Странно: мы чувствовали себя двумя приговоренными к смерти, рядом с которыми неотвратимо тикает будильник палача, и все же ощущения наши были слаще, чем когда-либо раньше.
А может быть, в этом и не было ничего странного.
Может быть, страшная опасность освобождает нас от любых ограничений, амбиций, стеснения, заставляет, как никогда отчетливо, понимать простую, но в обычное время забываемую нами истину: предназначение нашей жизни состоит в том, чтобы любить и быть любимыми, черпать красоту и радости этого мира, осознавать, что будущее может настать, а может – и нет, а вот по-настоящему мы живем только сегодня.
Если мир – такой, каким мы его знали до этого, – уходил в небытие, то теряли свое значение и моя писательская работа, и музыкальное сочинительство Саши.
Единственным, что у нас оставалось, были дружба, любовь и серфинг. Чудодеи из Форт-Уиверна сузили наше с Сашей существование до тех границ, которыми всегда Довольствовался Бобби Хэллоуэй.
Дружба, любовь и серфинг. Бери их с пылу с жару!
Бери их, покуда можешь! Наслаждайся ими, пока ты еще человек и способен оценить, насколько они прекрасны!
Некоторое время мы лежали в тишине, прижавшись друг к другу, дожидаясь того момента, когда время возобновит свой ход. А может, надеясь на то, что этого не случится.
Затем Саша проговорила:
– А теперь пора что-нибудь приготовить.
– По-моему, мы только что этим занимались.
– Я говорю про омлет.
– М-м-м… Эти вкуснейшие яичные белки! – промычал я, издеваясь над фанатичной одержимостью Саши идеями «правильного питания». Опасаясь холестерина, она всегда делала омлет из одних только белков, безжалостно выбрасывая желтки.

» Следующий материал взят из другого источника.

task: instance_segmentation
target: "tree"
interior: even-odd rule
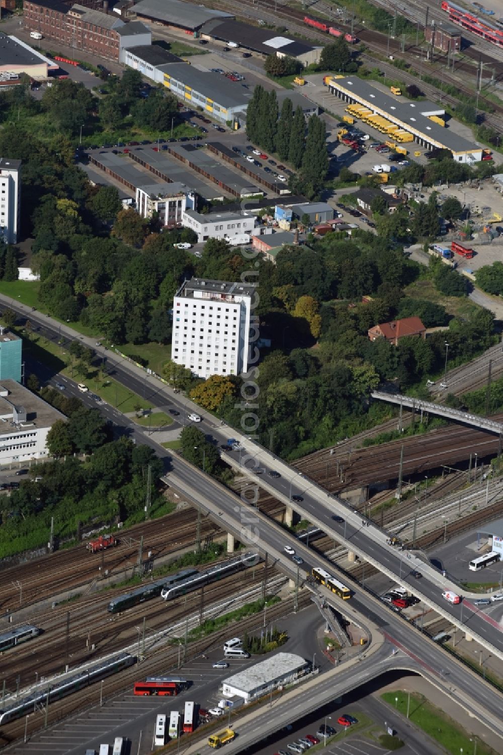
[[[292,128],[288,149],[288,161],[294,168],[299,168],[304,155],[304,134],[305,133],[305,120],[300,105],[297,106],[292,122]]]
[[[463,214],[463,205],[455,196],[449,196],[442,205],[441,212],[448,220],[457,220]]]
[[[351,73],[356,69],[351,63],[351,54],[344,37],[326,45],[320,56],[320,66],[324,70],[342,71]]]
[[[293,120],[293,107],[290,97],[286,97],[281,105],[281,114],[278,122],[276,131],[276,152],[281,160],[288,159],[290,135]]]
[[[146,222],[136,210],[128,208],[117,214],[112,234],[121,239],[125,244],[140,246],[146,235]]]
[[[90,201],[91,211],[100,220],[112,220],[122,204],[115,186],[100,186]]]
[[[5,281],[17,281],[18,277],[16,250],[13,246],[9,245],[7,248],[7,254],[5,255],[3,279]]]
[[[66,421],[57,420],[54,422],[48,433],[47,447],[51,456],[67,456],[73,453],[75,446]]]
[[[204,383],[192,388],[189,396],[193,401],[209,411],[216,411],[227,396],[234,396],[236,387],[224,375],[211,375]]]
[[[302,317],[309,324],[309,330],[313,338],[319,338],[321,330],[320,305],[311,296],[301,296],[295,305],[294,317]]]
[[[328,173],[328,153],[325,122],[317,116],[309,119],[305,149],[302,156],[301,174],[303,180],[319,190]]]

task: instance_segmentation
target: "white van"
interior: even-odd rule
[[[226,643],[223,643],[224,652],[230,650],[231,648],[241,648],[242,644],[243,643],[239,637],[233,637],[232,639],[228,639]]]
[[[155,736],[154,738],[154,744],[155,747],[163,747],[166,744],[165,738],[166,716],[164,713],[159,713],[155,722]]]
[[[250,658],[250,653],[247,653],[246,650],[242,650],[241,648],[229,648],[228,650],[224,650],[224,655],[226,658]]]

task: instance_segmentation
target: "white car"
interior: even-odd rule
[[[211,716],[216,716],[218,718],[219,716],[223,716],[223,708],[210,708],[208,713]]]

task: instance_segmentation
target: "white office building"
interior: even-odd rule
[[[240,215],[235,212],[216,212],[203,215],[195,210],[186,210],[182,216],[182,225],[192,228],[198,234],[198,242],[208,239],[223,239],[232,242],[237,236],[251,234],[255,227],[253,215]]]
[[[149,183],[136,186],[136,211],[142,217],[150,218],[157,212],[163,226],[174,226],[182,223],[187,208],[193,208],[195,197],[185,184]]]
[[[199,378],[248,369],[255,287],[192,278],[173,300],[171,359]]]
[[[0,464],[45,458],[48,433],[57,420],[66,420],[14,380],[0,385]]]
[[[0,239],[17,243],[21,203],[21,161],[0,157]]]

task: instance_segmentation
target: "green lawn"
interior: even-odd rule
[[[441,294],[428,279],[419,279],[411,283],[404,289],[404,294],[413,299],[427,299],[435,304],[442,304],[449,315],[455,317],[466,316],[480,309],[478,304],[474,304],[466,296],[446,296]]]
[[[173,418],[164,411],[153,411],[148,417],[135,417],[134,421],[143,427],[164,427],[173,424]]]
[[[46,313],[47,310],[38,307],[39,281],[0,281],[0,294],[10,296],[12,299],[19,299],[27,307],[35,307],[40,312]]]
[[[397,698],[397,702],[395,698]],[[403,715],[407,713],[406,692],[385,692],[382,699],[397,708]],[[474,751],[474,737],[462,728],[459,720],[453,720],[443,710],[436,708],[428,703],[422,695],[412,694],[410,695],[410,720],[423,730],[428,736],[438,742],[447,752],[452,755],[459,755],[460,752],[468,753]],[[468,722],[468,719],[465,720]],[[496,755],[491,747],[485,745],[480,740],[477,740],[477,752],[478,755]]]

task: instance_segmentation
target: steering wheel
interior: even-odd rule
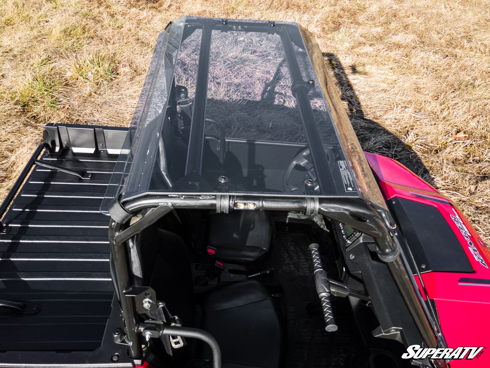
[[[332,150],[326,147],[325,148],[325,153],[326,154],[327,161],[330,167],[333,168],[335,163],[335,155]],[[315,167],[312,161],[309,148],[303,150],[294,157],[286,169],[282,178],[282,186],[284,190],[287,193],[294,193],[296,190],[304,188],[306,181],[309,183],[308,185],[311,184],[310,186],[315,190],[318,189],[319,186],[317,183],[317,175],[315,172]],[[304,167],[306,172],[295,169],[297,165]],[[292,178],[294,178],[294,184],[289,184]]]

– Сегодня я приготовлю омлет с желтками.
– Вот теперь я понимаю, что действительно грядет конец света!
– Белки, желтки и много масла.
– С сыром?
– Ну, не оставлять же коров без работы.
– Масло, сыр, желтки… Ты положительно решила покончить жизнь самоубийством.
Мы изображали веселье. Но не чувствовали его.
И оба это знали.
И все же продолжали прикидываться, поскольку вести себя иначе означало бы признаться в том, насколько нам обоим страшно.
Омлет удался на славу. А также – жареная картошка и обильно намазанные маслом английские булочки.
Пока мы с Сашей кушали при свечах, Орсон кружил вокруг кухонного стола и жалобно скулил, а когда мы смотрели на него, вовсю изображал из себя голодающего ребенка из гетто.
– Ты уже сожрал все, что я положил тебе в миску, – сказал я ему.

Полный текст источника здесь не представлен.